Right, the 5820k is really only for people who need those extra cores for encoding or REAL WORK, or feel like 4 cores is so last week. The 5830k is a better platform for 3xGPU gaming.

For everyone else, 4 cores are just fine. And this will go double in August with the release of Skylake K, which will have 20 PCIE lanes in the CPU, and double the bandwidth of the ones on the chipset (28 PCIe 3.0 total). That will solve any remaining bandwidth issues for people running 2x GPU + PCIe SSD.
 
Well I went with the 5930K processor and guess what, this whole system upgrade was completely pointless from 2600K @ 4.8 GHz to 5930K @ 4.5 GHz. I highly recommend against it.

See specs in sig for new PC. This is the most worthless upgrade I have done for over a decade. Last one was move from Pentium 2 400 to Pentium 3 450 lol.

At least on paper, you should have seen an improvement in your 3dmark scores. A 2600k gets 7820 3d mark physics score while a 5930k gets 12370. That's almost a 60% increase in physics score.

Also, Cinebench reports a 17% single core increase and 72% multi core increase.

However, we all know this doesn't really translate into fps. But don't sweat your purchase.
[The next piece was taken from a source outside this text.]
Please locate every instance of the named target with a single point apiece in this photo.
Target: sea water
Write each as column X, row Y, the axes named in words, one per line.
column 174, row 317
You have six core goodness now for dx12. ;)
 
The CPU wars have died down for at least the past 5 years. I have a 2500K, and I see no need to upgrade, but back in the 90s and early 2000s keeping a 4 year computer would have been unimaginable to me.
Old timers tend to forget that things change.
 
Yup, I'm absolutely amazed how many years I've gotten out of my 2500k. In the past I upgraded my CPU every 2 years to feed the hunger of new games.
 
If you can afford 3 way SLI, you can afford a 5930K.
Why even ask the question?

For SLI, 5820K is plenty.

I'm still on a 3930k with 0 problems. Spend the extra $200, will add some longevity from a future upgrade. Only doing 1080p ultra settings on everything.